For those gamers who like to get a mouthful of new mechanics and resources for the setting whenever they buy any new source book there is plenty here too. Once the history and current state of the city is dealt with there are then 32 pages full of new spells, magic items, character classes and undead critters like Ash Golems and Bonewrack Dragons. Well. One Bonewrack Dragon (CR: 22). This is one of the rare examples of where new prestige classes are fully justified. Hollowfaust is a huge collection of necromantic lore, schooling and expertise. If you graduate as an Animator, for example, then you’re more than just a “similar-to-a-necromancer-but-better”, you’re a member of a prestigious guild, have access to special libraries and servants. The new spells in chapter five are important too. In the basic Dungeons and Dragons rules the abilities of Clerics to deal with dead and undead far outmatched even Wizards who specialised in Necromancy. The new spells aren’t a blatant power up, though, many of the spells are low levelled – the aim, I’m sure, being to provide practical and useful necromantic spells to the trainee necromancers. Some of the new spells, like Soul Exchange (Lv 9) are just scary though.
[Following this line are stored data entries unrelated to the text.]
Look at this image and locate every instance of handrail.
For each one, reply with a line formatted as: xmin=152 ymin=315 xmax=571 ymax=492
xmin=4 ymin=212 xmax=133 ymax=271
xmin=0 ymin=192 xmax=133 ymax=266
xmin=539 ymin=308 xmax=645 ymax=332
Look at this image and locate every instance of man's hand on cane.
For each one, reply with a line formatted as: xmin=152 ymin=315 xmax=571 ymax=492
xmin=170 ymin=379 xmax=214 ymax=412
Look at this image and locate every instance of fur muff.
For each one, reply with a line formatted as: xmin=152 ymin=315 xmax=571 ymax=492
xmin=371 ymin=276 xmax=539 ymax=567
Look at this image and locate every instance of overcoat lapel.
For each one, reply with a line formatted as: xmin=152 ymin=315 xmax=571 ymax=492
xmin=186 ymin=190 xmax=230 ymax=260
If you want to add even more necromantic magic to your list then the Encyclopaedia Arcane: Nercomancy (Mongoose Publishing) might have a few surprises for your players.
Over all, I highly recommend Hollowfaust: City of Necromancers to all established Scarred Lands players. If you’re interested in the setting then don’t buy Hollowfaust first (buy it along with another, for example) since it comes to the fore only as a part of the wider setting in Scarn.